Create a Jira ingestion pipeline

Beta

This feature is in Beta. Workspace admins can control access to this feature from the Previews page. See Manage Databricks previews.

This page describes how to create a Jira ingestion pipeline using Databricks Lakeflow Connect. You can ingest Jira data using either a notebook, Databricks Asset Bundles, or the Databricks CLI.

Before you begin

To create an ingestion pipeline, you must meet the following requirements:

Your workspace must be enabled for Unity Catalog.
Serverless compute must be enabled for your workspace. See Serverless compute requirements.
If you plan to create a new connection: You must have CREATE CONNECTION privileges on the metastore.

If the connector supports UI-based pipeline authoring, an admin can create the connection and the pipeline at the same time by completing the steps on this page. However, if the users who create pipelines use API-based pipeline authoring or are non-admin users, an admin must first create the connection in Catalog Explorer. See Connect to managed ingestion sources.
If you plan to use an existing connection: You must have USE CONNECTION privileges or ALL PRIVILEGES on the connection object.
You must have USE CATALOG privileges on the target catalog.
You must have USE SCHEMA and CREATE TABLE privileges on an existing schema or CREATE SCHEMA privileges on the target catalog.
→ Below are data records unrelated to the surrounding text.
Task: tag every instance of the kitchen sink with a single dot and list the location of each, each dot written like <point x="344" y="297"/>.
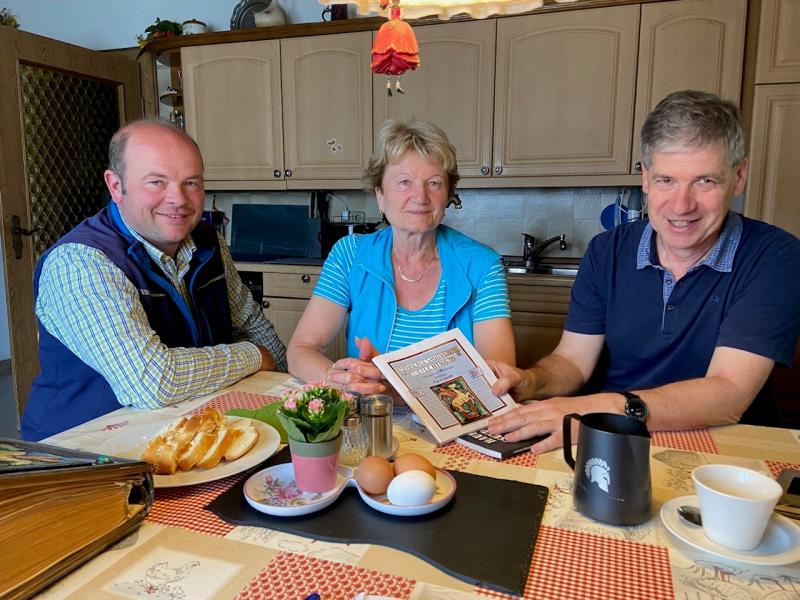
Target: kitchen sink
<point x="516" y="266"/>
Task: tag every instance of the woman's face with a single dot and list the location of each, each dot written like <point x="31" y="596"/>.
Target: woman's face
<point x="413" y="193"/>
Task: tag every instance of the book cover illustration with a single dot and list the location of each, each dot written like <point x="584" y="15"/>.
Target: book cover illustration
<point x="446" y="383"/>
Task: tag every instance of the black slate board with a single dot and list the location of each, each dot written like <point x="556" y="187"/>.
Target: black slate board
<point x="484" y="536"/>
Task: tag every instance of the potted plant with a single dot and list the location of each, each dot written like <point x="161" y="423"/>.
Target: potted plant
<point x="312" y="416"/>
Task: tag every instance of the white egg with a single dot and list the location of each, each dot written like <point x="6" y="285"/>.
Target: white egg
<point x="411" y="488"/>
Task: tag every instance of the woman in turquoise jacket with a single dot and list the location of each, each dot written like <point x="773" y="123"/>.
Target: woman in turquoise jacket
<point x="408" y="281"/>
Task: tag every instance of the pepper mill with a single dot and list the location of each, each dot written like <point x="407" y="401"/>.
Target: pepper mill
<point x="376" y="416"/>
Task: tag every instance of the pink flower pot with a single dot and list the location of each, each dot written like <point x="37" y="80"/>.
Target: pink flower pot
<point x="315" y="464"/>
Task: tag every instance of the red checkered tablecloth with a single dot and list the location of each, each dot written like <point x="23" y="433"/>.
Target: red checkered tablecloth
<point x="294" y="576"/>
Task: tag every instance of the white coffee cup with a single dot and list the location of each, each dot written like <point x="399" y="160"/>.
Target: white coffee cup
<point x="736" y="504"/>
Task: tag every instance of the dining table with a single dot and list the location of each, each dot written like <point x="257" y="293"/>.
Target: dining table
<point x="184" y="551"/>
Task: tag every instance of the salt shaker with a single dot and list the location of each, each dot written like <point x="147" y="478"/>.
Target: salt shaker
<point x="376" y="413"/>
<point x="354" y="442"/>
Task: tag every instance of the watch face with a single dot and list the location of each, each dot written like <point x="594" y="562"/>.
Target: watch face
<point x="635" y="407"/>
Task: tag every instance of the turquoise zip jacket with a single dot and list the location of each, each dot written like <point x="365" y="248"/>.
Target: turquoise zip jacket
<point x="373" y="309"/>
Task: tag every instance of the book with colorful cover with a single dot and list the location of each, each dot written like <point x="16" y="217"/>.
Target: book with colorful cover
<point x="446" y="383"/>
<point x="494" y="445"/>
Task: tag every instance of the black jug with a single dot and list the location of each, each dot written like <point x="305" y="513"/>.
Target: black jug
<point x="612" y="467"/>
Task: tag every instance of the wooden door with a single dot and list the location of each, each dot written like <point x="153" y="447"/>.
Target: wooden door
<point x="452" y="89"/>
<point x="690" y="44"/>
<point x="327" y="108"/>
<point x="773" y="190"/>
<point x="59" y="107"/>
<point x="232" y="99"/>
<point x="564" y="93"/>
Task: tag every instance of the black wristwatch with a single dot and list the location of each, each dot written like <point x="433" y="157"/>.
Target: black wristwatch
<point x="635" y="407"/>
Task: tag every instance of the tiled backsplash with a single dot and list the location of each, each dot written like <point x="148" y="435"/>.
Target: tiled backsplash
<point x="498" y="218"/>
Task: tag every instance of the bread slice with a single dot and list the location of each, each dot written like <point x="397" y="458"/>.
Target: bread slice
<point x="217" y="450"/>
<point x="196" y="450"/>
<point x="245" y="436"/>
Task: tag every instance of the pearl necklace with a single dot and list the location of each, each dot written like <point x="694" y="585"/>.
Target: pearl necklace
<point x="408" y="279"/>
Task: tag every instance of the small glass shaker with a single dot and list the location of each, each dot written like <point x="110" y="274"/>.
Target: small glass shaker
<point x="354" y="442"/>
<point x="376" y="411"/>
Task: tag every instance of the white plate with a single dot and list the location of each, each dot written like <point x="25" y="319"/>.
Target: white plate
<point x="273" y="491"/>
<point x="780" y="545"/>
<point x="445" y="489"/>
<point x="131" y="442"/>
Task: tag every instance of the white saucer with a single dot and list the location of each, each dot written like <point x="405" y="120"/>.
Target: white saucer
<point x="780" y="545"/>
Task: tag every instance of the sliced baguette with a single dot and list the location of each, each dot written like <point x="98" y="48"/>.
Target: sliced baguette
<point x="245" y="436"/>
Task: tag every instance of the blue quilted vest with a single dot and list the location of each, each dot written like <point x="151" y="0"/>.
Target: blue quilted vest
<point x="67" y="392"/>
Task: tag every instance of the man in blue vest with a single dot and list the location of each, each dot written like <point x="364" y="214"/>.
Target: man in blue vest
<point x="140" y="305"/>
<point x="676" y="321"/>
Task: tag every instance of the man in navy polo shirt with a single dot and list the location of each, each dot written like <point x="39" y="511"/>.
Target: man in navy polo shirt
<point x="678" y="320"/>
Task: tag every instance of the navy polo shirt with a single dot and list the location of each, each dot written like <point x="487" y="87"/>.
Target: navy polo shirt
<point x="745" y="295"/>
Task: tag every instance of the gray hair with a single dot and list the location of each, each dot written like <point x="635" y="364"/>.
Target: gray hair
<point x="691" y="119"/>
<point x="119" y="142"/>
<point x="396" y="138"/>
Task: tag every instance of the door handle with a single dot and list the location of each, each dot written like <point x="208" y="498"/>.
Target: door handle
<point x="17" y="231"/>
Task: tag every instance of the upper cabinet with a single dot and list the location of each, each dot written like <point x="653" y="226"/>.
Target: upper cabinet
<point x="564" y="92"/>
<point x="454" y="88"/>
<point x="327" y="106"/>
<point x="232" y="96"/>
<point x="277" y="114"/>
<point x="779" y="42"/>
<point x="689" y="44"/>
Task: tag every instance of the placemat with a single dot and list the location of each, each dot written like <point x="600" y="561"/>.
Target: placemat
<point x="485" y="535"/>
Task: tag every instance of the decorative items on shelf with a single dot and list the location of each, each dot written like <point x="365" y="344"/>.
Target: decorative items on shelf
<point x="159" y="29"/>
<point x="312" y="417"/>
<point x="193" y="26"/>
<point x="7" y="19"/>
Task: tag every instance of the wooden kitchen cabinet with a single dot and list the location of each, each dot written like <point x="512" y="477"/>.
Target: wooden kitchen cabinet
<point x="779" y="42"/>
<point x="538" y="311"/>
<point x="287" y="289"/>
<point x="232" y="98"/>
<point x="453" y="89"/>
<point x="687" y="44"/>
<point x="327" y="106"/>
<point x="564" y="92"/>
<point x="275" y="114"/>
<point x="773" y="190"/>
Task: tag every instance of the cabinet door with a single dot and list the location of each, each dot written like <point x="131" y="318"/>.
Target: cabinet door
<point x="564" y="94"/>
<point x="453" y="89"/>
<point x="233" y="109"/>
<point x="327" y="105"/>
<point x="779" y="42"/>
<point x="773" y="193"/>
<point x="691" y="44"/>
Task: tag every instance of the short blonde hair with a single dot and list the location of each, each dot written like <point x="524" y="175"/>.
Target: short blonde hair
<point x="397" y="137"/>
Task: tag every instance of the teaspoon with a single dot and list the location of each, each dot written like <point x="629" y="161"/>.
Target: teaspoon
<point x="691" y="515"/>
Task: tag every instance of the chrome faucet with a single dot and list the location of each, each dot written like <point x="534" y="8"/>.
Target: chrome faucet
<point x="531" y="249"/>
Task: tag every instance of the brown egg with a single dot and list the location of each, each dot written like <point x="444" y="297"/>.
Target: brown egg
<point x="409" y="462"/>
<point x="373" y="474"/>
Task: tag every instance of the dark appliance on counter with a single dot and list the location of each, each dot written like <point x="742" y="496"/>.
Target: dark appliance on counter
<point x="333" y="231"/>
<point x="275" y="232"/>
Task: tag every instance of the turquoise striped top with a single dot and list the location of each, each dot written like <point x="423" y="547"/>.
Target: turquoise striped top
<point x="410" y="326"/>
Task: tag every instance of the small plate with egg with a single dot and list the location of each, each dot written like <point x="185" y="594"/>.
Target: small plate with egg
<point x="410" y="486"/>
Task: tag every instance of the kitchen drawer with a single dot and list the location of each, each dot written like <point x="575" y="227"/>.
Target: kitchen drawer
<point x="291" y="281"/>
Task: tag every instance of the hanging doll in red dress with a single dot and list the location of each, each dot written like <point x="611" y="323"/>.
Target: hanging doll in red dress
<point x="395" y="50"/>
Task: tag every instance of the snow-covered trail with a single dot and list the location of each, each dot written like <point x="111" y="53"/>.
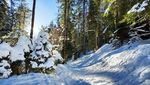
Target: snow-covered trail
<point x="127" y="65"/>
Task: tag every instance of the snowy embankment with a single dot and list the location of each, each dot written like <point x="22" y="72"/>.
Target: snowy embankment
<point x="127" y="65"/>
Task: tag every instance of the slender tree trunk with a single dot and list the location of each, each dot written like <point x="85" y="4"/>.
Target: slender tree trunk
<point x="33" y="16"/>
<point x="64" y="34"/>
<point x="83" y="28"/>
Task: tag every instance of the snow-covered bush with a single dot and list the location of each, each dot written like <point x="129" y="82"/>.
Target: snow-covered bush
<point x="43" y="55"/>
<point x="12" y="59"/>
<point x="5" y="70"/>
<point x="20" y="54"/>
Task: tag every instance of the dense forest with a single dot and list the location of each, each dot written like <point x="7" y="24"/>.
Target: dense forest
<point x="81" y="28"/>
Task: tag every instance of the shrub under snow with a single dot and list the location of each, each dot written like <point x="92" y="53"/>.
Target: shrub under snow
<point x="43" y="55"/>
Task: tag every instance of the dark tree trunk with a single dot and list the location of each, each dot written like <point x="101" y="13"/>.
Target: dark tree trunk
<point x="33" y="16"/>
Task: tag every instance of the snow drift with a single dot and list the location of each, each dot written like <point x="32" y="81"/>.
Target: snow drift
<point x="127" y="65"/>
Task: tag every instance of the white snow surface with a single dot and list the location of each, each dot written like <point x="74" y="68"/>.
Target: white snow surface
<point x="23" y="45"/>
<point x="127" y="65"/>
<point x="4" y="49"/>
<point x="138" y="7"/>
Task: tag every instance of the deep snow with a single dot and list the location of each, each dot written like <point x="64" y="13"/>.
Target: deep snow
<point x="127" y="65"/>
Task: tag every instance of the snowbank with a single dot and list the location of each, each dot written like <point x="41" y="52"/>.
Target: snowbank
<point x="127" y="65"/>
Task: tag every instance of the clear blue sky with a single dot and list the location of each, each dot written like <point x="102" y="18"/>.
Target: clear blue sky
<point x="46" y="11"/>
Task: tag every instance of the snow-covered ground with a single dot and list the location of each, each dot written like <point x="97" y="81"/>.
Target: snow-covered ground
<point x="127" y="65"/>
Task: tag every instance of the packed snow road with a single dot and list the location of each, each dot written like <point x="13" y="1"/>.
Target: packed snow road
<point x="127" y="65"/>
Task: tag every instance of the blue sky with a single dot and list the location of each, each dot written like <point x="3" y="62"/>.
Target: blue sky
<point x="46" y="11"/>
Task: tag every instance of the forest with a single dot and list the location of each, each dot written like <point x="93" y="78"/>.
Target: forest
<point x="92" y="42"/>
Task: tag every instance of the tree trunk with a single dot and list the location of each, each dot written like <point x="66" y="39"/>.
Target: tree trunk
<point x="33" y="16"/>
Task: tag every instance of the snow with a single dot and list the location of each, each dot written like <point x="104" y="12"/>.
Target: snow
<point x="5" y="72"/>
<point x="23" y="45"/>
<point x="56" y="55"/>
<point x="127" y="65"/>
<point x="4" y="49"/>
<point x="43" y="52"/>
<point x="138" y="7"/>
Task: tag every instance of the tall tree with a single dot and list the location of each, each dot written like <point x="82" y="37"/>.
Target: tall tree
<point x="33" y="16"/>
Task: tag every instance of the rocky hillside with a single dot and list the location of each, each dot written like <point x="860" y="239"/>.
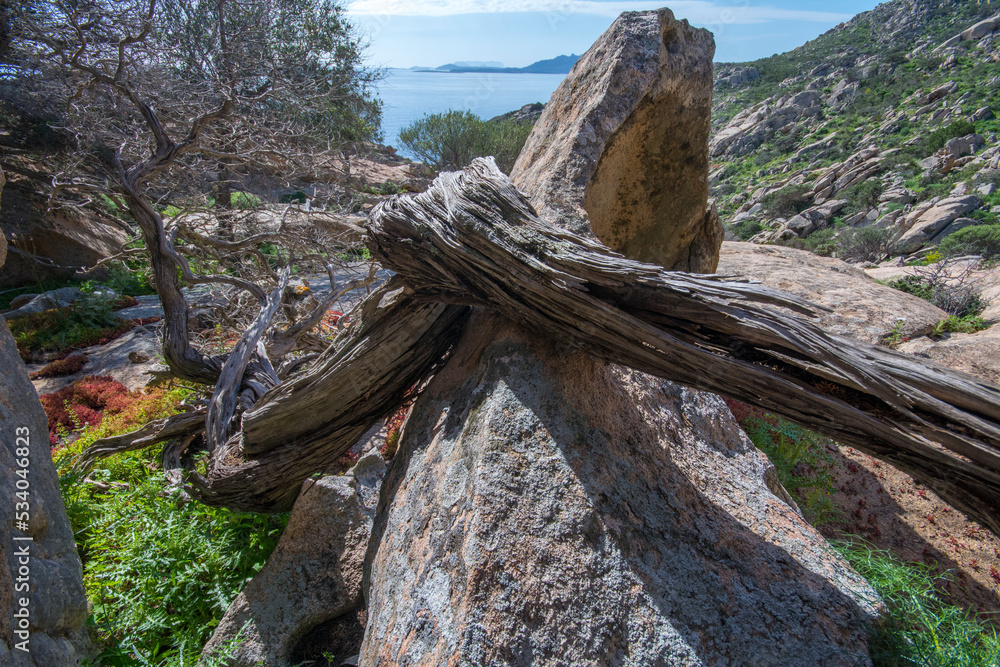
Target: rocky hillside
<point x="876" y="140"/>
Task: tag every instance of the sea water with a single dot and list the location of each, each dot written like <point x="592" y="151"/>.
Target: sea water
<point x="409" y="95"/>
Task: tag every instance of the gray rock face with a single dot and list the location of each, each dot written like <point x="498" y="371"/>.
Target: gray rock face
<point x="57" y="298"/>
<point x="962" y="146"/>
<point x="737" y="77"/>
<point x="621" y="149"/>
<point x="132" y="360"/>
<point x="69" y="239"/>
<point x="923" y="227"/>
<point x="57" y="604"/>
<point x="314" y="574"/>
<point x="549" y="509"/>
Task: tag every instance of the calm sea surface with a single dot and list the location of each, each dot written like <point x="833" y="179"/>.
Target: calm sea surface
<point x="411" y="95"/>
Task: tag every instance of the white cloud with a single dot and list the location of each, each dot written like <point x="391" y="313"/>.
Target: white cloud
<point x="699" y="12"/>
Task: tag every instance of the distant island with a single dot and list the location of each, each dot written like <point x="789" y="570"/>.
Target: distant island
<point x="557" y="65"/>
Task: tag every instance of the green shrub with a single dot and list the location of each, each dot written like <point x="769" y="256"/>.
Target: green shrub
<point x="977" y="240"/>
<point x="863" y="196"/>
<point x="787" y="201"/>
<point x="938" y="138"/>
<point x="452" y="140"/>
<point x="159" y="571"/>
<point x="822" y="242"/>
<point x="957" y="299"/>
<point x="864" y="244"/>
<point x="956" y="324"/>
<point x="799" y="456"/>
<point x="747" y="229"/>
<point x="90" y="321"/>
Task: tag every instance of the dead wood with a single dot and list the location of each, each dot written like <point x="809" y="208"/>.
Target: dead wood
<point x="303" y="426"/>
<point x="474" y="239"/>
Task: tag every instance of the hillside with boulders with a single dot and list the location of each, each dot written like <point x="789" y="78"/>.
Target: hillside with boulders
<point x="875" y="141"/>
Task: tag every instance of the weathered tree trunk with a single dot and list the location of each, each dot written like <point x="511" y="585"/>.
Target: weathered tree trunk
<point x="549" y="508"/>
<point x="302" y="426"/>
<point x="474" y="239"/>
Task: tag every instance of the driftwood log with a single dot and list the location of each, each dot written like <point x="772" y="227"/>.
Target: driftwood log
<point x="474" y="239"/>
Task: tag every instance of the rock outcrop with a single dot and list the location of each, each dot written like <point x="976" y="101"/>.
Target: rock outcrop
<point x="65" y="240"/>
<point x="928" y="225"/>
<point x="547" y="508"/>
<point x="635" y="150"/>
<point x="858" y="306"/>
<point x="42" y="601"/>
<point x="566" y="512"/>
<point x="314" y="574"/>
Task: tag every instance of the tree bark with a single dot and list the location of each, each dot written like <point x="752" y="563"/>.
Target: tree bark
<point x="474" y="239"/>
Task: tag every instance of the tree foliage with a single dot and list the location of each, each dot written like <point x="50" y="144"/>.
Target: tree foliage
<point x="453" y="139"/>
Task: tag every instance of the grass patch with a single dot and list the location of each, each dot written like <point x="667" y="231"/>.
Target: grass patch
<point x="917" y="627"/>
<point x="159" y="571"/>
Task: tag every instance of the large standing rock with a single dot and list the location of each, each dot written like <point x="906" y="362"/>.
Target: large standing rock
<point x="547" y="508"/>
<point x="621" y="150"/>
<point x="57" y="606"/>
<point x="314" y="574"/>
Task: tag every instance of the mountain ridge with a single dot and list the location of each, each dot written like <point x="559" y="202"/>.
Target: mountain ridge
<point x="876" y="129"/>
<point x="558" y="65"/>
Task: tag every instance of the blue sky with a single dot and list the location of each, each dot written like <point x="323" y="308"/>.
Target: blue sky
<point x="405" y="33"/>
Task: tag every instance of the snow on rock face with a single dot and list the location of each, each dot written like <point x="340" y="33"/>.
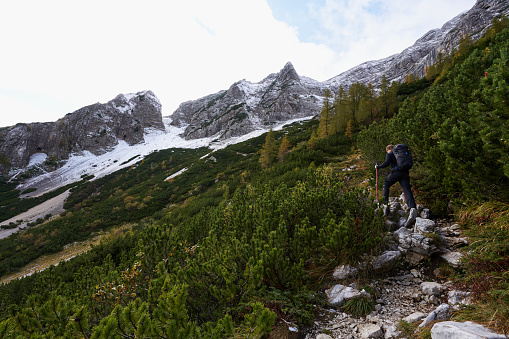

To configure Jira for ingestion, see Configure Jira for ingestion.

Create an ingestion pipeline

Permissions required: USE CONNECTION on a connection.

You can ingest Jira data using either a notebook, Databricks Asset Bundles, or the Databricks CLI. Each table you specify is ingested into a streaming table or a snapshot table, depending on the source. See Jira connector reference for the full list of objects that are available to ingest.

Databricks notebook
Databricks Asset Bundles
Databricks CLI

Copy and paste the following code into a notebook cell and run the code. Do not modify any of this code.

Python
# DO NOT MODIFY

# This sets up the API utils for creating managed ingestion pipelines in Databricks.

import requests
import json

notebook_context = dbutils.notebook.entry_point.getDbutils().notebook().getContext()
api_token = notebook_context.apiToken().get()
workspace_url = notebook_context.apiUrl().get()
api_url = f"{workspace_url}/api/2.0/pipelines"

headers = {
    'Authorization': 'Bearer {}'.format(api_token),
    'Content-Type': 'application/json'
}

def check_response(response):
    if response.status_code == 200:
        print("Response from API:\n{}".format(json.dumps(response.json(), indent=2, sort_keys=False)))
    else:
        print(f"Failed to retrieve data: error_code={response.status_code}, error_message={response.json().get('message', response.text)}")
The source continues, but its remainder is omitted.